Health problems cannot be solved solely through clinical methods, homelessness cannot just be solved only by housing solutions. We know that education, employment, social networks and the built environment all impact personal well-being. Or as Alain de Botton puts it in the Design Museum’s exhibition on home, “the problems that people have in advanced societies, that show up in novels, poetry, the therapist’s couch are really problems of architecture”.

We often talk about having a multidisciplinary approach to agile teams. And within design, different design disciplines often come together and combine their practices to provide better solutions to problems around a place, individual or family and meet holistic needs. As part of the Industry Insights series last week, the Design Museum asked me to talk about this.

Designers can use multidisciplinary approaches for a few reasons:

Different ways of looking at a problem

We all approach problem-solving in different ways, influenced by our backgrounds, experiences and disciplines. A fashion designer will come up with a different solution to a problem about, say trust in the police, to a product designer. Approaching a problem alone, we can only see and answer to the extent we individually know.

A multidisciplinary approach means drawing from multiple disciplines to redefine problems and reach solutions based on a new understanding of complex problems. By bringing different perspectives and experiences to the table, we can generate better solutions with better understanding.

Kenya Hara’s book Designing Design catalogues his experiments in asking different designers from different practices to re-design everyday items. An architect redesigned a toilet roll using inspiration from corrugated roofing to make it more sustainable. A service designer redesigned an official airport stamp, building in friendliness to the immigration experience.

Reaching beyond discipline borders

Multidisciplinary design is when different design disciplines are used together. Or, when design reaches beyond its borders to other fields in order to enhance the way it solves a problem, or think laterally about how it can.

Technology and data are two examples of practices that provide many new ways of approaching old problems. Together, they’ve shifted our expectations about how services should be delivered. Technology on its own has given us powerful abilities to reach critical information and support at any time, while data on its own can tell us a lot about who needs it, or might need it.

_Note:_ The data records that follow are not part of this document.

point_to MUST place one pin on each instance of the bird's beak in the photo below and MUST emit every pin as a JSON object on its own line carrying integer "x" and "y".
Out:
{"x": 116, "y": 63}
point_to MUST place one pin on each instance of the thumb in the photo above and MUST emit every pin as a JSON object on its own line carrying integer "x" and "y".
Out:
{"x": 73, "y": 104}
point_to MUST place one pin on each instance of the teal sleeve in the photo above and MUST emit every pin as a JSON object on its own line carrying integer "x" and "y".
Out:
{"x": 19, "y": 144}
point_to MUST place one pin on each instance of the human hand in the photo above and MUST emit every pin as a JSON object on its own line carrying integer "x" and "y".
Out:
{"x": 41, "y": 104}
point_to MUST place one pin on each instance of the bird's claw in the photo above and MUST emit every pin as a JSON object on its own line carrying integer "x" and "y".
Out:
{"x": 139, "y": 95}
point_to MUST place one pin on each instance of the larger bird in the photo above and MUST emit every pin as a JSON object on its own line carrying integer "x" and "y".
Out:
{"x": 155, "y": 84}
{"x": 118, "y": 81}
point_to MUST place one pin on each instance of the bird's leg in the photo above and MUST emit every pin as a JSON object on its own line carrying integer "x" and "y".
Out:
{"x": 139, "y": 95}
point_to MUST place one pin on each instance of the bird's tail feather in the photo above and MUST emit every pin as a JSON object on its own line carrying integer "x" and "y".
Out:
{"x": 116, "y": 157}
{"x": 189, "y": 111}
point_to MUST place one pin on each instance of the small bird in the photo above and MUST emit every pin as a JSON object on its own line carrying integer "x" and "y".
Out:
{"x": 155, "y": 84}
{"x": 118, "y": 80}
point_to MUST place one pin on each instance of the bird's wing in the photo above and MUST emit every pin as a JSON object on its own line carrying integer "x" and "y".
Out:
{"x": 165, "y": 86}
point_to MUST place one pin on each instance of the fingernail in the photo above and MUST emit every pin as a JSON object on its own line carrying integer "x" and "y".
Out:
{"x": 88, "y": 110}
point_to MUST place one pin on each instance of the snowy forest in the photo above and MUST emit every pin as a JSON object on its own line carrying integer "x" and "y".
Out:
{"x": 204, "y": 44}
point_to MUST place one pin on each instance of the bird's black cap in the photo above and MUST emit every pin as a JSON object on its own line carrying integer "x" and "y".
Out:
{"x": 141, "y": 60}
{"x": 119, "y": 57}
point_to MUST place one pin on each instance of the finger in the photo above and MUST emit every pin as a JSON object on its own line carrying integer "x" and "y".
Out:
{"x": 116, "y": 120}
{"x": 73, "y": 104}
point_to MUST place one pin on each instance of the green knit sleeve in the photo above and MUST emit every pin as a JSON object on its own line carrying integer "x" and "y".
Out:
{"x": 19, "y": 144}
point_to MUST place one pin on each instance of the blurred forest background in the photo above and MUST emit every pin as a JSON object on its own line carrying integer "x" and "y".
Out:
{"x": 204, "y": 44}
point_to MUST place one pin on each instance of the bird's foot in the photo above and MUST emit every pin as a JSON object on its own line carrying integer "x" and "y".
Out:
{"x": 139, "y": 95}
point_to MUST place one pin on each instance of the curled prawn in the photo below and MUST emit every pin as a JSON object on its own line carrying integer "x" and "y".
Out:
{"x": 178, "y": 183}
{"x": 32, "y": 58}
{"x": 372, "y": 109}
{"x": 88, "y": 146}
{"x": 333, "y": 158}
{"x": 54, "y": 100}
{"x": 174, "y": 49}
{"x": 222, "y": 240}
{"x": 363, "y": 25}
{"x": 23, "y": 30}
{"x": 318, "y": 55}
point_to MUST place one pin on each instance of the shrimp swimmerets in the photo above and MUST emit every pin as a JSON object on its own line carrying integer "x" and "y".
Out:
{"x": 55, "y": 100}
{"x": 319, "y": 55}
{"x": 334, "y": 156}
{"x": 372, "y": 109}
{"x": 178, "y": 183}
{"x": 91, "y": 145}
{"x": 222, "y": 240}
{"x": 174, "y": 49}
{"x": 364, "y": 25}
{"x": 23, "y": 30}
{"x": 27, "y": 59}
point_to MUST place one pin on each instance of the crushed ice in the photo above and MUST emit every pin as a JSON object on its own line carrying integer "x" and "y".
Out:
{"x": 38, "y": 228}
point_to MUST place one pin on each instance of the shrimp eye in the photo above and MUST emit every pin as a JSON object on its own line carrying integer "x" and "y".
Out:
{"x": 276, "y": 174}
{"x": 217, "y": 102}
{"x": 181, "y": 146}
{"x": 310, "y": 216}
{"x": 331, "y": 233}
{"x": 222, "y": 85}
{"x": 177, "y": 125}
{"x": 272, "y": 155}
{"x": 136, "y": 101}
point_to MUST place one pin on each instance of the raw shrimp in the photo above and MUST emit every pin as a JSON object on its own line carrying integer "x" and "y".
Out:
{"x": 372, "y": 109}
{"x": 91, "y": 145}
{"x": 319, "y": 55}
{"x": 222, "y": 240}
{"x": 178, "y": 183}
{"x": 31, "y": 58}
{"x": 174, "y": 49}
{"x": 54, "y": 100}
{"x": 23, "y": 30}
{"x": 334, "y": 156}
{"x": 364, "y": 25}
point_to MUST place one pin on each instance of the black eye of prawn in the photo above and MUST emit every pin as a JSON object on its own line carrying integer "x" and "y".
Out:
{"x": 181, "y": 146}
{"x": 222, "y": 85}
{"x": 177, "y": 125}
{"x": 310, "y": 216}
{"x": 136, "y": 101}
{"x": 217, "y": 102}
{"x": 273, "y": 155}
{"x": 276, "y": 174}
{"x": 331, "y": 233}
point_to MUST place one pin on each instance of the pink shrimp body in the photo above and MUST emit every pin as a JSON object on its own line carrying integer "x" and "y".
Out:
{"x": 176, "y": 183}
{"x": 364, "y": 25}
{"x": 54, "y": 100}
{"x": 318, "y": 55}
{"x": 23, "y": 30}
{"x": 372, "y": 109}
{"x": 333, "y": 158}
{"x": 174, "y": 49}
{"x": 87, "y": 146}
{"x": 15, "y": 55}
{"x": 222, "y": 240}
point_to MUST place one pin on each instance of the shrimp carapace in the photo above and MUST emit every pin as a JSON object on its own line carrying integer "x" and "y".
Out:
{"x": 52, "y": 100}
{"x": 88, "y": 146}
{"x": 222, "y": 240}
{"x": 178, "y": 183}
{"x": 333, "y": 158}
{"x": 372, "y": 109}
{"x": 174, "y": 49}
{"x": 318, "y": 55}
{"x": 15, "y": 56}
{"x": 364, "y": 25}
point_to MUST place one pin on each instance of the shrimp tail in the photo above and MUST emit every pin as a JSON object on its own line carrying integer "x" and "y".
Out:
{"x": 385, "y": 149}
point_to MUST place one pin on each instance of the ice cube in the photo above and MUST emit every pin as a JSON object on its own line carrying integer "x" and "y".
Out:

However, it remains important though to make sure technology and data are used to design for the needs of people using services (rather than for the people designing them). And that — particularly in the case of data — they’re used responsibly. Care City is an organisation in East London that is testing out new technological solutions to dementia and using service design to make sure they’re right for the people using them. And the Government led a participatory process with citizens to create an ethical framework for how it uses data science to develop policy and deliver services.

Multidisciplinary design in practice

I cannot think of a recent project which was not multidisciplinary. My own background combines policymaking, design (at 28 I went back to uni to do a graphic design MA) and data. At FutureGov, we’re around 80 people with backgrounds spanning product design, service design, organizational design and policy design.

We’ve worked with data scientists, ethnographers, digital designers and GPs to develop new ways to support people to manage their health conditions and stay in work, with blockchain specialists and lawyers to create a speculative blood transfusion drone for the EU Policy Lab and I co-present BBC Radio 4’s The Fix which brings together bright minds from different professions and local ‘unusual suspects’ and takes them through a design process to develop ideas to tough policy problems.

Ultimately, it’s about collaboration

There are many methods to drive change — across design disciplines and beyond them. As our work is about equipping those delivering and receiving services with the methods they need to make change, we have to understand their practices as much as share ours. Together, we can optimize our ability to see every possible solution, deliver better outcomes and create impactful change. Multidisciplinary design is all about collaboration, being curious and adaptive, combining methods and creating new ones.